When we make God our primary focus, it’s impossible to feel resentment because you realize just how blessed you are. Even in the worst of circumstances, there are always things to be thankful for. There is a bigger picture that we will never understand and it’s not our job to. Our job is to listen and obey, faithfully.

I have my days where all I want to do is complain but I never go to bed without being grateful that my husband is alive, my babies, my family and myself are all healthy.  I have a support system. I have a roof over my head. We are able to feed our children. While I am home: I have a job, I do get to work out, I do get to coach lacrosse again, I do get to be with my family and friends, I get to attend more weddings, birthdays,and special events. I get to watch both of my parents enjoy their grand babies that they never get to see. I AM BLESSED.

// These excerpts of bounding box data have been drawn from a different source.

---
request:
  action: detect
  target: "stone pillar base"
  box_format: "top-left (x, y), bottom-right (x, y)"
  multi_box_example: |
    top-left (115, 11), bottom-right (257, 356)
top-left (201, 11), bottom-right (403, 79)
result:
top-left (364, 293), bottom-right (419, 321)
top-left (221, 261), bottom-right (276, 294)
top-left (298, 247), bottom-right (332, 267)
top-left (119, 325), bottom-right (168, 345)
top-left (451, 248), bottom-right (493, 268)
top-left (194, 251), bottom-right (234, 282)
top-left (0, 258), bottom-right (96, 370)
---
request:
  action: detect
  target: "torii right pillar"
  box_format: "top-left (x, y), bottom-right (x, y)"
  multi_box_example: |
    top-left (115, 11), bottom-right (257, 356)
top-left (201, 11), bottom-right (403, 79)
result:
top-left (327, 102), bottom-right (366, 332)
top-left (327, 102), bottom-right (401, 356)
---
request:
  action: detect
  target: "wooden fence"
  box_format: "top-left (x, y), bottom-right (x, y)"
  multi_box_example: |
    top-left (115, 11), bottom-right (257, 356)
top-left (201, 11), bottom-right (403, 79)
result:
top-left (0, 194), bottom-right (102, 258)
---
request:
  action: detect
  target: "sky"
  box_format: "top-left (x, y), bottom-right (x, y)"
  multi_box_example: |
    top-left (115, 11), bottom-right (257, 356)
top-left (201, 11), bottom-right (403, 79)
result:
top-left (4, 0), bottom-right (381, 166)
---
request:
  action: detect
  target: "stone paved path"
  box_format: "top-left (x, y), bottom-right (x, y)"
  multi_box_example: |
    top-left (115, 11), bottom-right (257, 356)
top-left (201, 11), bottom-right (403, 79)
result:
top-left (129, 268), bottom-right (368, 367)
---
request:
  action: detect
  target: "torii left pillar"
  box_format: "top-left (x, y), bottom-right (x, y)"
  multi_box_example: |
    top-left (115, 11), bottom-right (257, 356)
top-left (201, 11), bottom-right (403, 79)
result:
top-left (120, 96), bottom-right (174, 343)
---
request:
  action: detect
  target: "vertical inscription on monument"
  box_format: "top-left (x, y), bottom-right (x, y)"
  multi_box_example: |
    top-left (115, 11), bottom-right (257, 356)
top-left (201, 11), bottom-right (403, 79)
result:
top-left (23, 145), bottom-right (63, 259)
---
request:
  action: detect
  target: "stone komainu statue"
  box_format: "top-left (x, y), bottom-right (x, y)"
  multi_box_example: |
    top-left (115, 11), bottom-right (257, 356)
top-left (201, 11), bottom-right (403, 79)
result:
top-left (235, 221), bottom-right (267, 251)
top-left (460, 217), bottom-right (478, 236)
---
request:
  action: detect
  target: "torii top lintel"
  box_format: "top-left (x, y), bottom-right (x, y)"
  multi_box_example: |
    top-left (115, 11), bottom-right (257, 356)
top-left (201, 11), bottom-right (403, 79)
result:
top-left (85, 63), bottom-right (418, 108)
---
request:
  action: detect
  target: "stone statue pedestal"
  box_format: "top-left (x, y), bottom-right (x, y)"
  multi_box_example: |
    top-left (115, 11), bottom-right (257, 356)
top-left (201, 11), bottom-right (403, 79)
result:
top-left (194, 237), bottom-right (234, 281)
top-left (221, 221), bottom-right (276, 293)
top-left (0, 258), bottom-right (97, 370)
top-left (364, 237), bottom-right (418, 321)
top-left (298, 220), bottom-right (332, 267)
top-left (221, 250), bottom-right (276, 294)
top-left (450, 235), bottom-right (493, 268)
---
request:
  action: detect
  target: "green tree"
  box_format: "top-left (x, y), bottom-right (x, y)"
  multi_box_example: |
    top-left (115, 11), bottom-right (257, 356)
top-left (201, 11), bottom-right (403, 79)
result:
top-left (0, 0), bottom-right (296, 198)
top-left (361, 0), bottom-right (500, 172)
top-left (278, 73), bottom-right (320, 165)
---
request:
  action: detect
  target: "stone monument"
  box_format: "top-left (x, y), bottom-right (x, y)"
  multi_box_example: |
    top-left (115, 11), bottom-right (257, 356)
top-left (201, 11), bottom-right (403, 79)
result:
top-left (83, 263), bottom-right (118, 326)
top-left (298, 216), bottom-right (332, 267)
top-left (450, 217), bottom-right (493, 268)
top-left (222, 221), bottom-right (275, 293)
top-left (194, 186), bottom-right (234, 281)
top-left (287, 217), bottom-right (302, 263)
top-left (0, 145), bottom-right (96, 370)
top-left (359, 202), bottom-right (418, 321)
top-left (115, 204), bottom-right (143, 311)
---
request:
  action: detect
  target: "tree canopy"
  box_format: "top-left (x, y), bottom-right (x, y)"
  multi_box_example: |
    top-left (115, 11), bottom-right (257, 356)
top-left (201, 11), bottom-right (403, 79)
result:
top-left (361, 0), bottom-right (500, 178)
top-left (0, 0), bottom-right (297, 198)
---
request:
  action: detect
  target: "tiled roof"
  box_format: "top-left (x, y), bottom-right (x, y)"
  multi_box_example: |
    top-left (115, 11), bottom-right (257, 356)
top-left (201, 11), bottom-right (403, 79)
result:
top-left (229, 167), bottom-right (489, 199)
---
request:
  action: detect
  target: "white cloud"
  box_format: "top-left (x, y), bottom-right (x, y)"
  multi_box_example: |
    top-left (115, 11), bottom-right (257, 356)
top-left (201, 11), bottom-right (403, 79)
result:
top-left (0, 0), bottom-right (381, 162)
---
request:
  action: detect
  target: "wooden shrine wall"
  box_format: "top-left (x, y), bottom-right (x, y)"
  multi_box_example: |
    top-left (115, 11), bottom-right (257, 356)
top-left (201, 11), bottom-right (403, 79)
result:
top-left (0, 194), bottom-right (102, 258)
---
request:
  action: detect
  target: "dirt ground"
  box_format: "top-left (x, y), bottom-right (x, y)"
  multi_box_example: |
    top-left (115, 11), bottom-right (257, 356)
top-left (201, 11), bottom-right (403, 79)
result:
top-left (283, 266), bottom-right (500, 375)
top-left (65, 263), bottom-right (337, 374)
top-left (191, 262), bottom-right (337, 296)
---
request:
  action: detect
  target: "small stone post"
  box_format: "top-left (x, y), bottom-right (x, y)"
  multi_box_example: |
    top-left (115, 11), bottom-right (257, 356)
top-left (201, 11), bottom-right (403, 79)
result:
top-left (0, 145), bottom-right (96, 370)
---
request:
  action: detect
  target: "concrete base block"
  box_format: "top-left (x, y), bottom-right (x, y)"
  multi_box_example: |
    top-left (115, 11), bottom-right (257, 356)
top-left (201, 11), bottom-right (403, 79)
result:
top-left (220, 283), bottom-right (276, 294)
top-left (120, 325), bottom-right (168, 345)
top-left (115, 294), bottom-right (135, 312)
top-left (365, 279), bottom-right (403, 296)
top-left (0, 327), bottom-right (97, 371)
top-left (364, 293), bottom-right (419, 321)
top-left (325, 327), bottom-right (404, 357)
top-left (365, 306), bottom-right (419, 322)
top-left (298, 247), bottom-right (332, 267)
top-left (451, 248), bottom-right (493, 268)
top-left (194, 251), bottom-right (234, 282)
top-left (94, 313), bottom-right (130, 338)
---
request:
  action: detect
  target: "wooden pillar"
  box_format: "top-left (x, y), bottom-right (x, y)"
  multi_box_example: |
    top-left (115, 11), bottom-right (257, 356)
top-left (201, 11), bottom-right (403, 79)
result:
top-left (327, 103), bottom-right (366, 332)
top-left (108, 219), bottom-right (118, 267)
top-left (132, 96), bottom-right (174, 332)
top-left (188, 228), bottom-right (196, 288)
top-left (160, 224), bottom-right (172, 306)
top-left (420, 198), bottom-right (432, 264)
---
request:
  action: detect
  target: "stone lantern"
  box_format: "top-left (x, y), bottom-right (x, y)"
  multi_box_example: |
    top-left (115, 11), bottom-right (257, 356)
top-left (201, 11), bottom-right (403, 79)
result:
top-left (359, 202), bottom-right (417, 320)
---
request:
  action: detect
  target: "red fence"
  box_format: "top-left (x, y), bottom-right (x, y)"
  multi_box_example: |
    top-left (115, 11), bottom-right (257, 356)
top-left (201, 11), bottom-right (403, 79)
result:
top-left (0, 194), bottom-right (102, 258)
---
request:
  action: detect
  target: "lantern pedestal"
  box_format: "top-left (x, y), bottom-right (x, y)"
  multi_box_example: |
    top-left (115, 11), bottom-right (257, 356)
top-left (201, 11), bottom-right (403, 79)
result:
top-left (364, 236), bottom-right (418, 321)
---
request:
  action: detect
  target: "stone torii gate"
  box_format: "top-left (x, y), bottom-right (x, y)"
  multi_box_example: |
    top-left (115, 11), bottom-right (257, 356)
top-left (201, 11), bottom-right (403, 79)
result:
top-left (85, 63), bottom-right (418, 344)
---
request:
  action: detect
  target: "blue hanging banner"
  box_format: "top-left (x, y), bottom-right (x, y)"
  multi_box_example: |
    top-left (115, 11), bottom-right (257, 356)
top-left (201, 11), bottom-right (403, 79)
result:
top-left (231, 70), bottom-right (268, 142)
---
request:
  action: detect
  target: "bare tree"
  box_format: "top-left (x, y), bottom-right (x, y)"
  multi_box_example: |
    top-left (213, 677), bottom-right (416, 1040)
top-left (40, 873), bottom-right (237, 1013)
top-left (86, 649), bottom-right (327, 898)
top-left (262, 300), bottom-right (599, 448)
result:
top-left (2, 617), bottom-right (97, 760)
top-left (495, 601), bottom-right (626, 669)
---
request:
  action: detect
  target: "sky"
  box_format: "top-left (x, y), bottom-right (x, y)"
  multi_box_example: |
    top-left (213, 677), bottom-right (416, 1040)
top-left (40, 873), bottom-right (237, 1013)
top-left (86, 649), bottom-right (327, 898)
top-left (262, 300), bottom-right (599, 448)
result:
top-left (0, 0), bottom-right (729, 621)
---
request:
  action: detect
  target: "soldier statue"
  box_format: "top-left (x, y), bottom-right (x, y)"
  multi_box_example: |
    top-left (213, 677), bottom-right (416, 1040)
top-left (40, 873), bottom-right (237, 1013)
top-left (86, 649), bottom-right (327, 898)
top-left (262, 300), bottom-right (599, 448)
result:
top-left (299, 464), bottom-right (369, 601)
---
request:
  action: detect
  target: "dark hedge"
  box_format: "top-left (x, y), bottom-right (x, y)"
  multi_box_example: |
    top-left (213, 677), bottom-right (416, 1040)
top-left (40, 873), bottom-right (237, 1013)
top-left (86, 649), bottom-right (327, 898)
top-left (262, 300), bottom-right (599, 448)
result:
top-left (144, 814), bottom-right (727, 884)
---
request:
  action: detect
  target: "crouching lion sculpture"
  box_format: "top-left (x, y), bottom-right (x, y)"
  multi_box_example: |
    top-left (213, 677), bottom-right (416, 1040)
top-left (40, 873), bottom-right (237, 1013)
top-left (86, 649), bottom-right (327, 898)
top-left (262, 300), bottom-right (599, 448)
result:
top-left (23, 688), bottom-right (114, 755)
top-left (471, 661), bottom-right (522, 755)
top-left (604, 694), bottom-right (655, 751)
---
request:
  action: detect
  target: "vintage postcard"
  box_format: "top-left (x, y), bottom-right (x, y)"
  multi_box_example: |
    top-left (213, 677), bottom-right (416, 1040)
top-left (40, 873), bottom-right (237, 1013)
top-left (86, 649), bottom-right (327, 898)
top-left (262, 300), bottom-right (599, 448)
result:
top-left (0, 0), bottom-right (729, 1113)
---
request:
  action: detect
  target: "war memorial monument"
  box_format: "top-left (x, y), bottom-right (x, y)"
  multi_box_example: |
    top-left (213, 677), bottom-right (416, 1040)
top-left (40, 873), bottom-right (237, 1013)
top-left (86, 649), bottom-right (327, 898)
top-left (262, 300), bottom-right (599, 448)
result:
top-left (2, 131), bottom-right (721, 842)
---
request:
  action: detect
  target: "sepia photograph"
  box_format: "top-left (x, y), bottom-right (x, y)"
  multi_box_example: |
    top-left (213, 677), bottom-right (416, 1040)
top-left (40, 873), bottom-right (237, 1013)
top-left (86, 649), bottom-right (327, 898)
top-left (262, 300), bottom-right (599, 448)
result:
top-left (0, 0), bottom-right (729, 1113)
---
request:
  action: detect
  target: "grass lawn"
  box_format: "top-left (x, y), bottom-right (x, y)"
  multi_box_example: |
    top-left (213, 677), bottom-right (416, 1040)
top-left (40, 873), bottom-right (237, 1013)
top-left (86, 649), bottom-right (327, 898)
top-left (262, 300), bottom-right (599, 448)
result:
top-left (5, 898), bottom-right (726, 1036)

Yes, I resent you sometimes. I resent the hard things that come along with this life we have chosen to live. That makes me human and imperfect but I am also grateful for this life we live. We have something to work for, we have a God to serve faithfully. He has given us everything we need, it doesn’t matter when he needs us or why. God gives us the strength to get through the tough times. For every door he closes, he has a bigger and brighter one to open beside it. Whatever you are going through, just know that God is enough. Trust him. Feel all of those emotions that come with resentment because you are human and that’s okay… but in order to Conquer Resentment we MUST give it all to God and obey him. Let him lead. You follow. Just be content in the season of life you are in! Be thankful, for God is good all the time.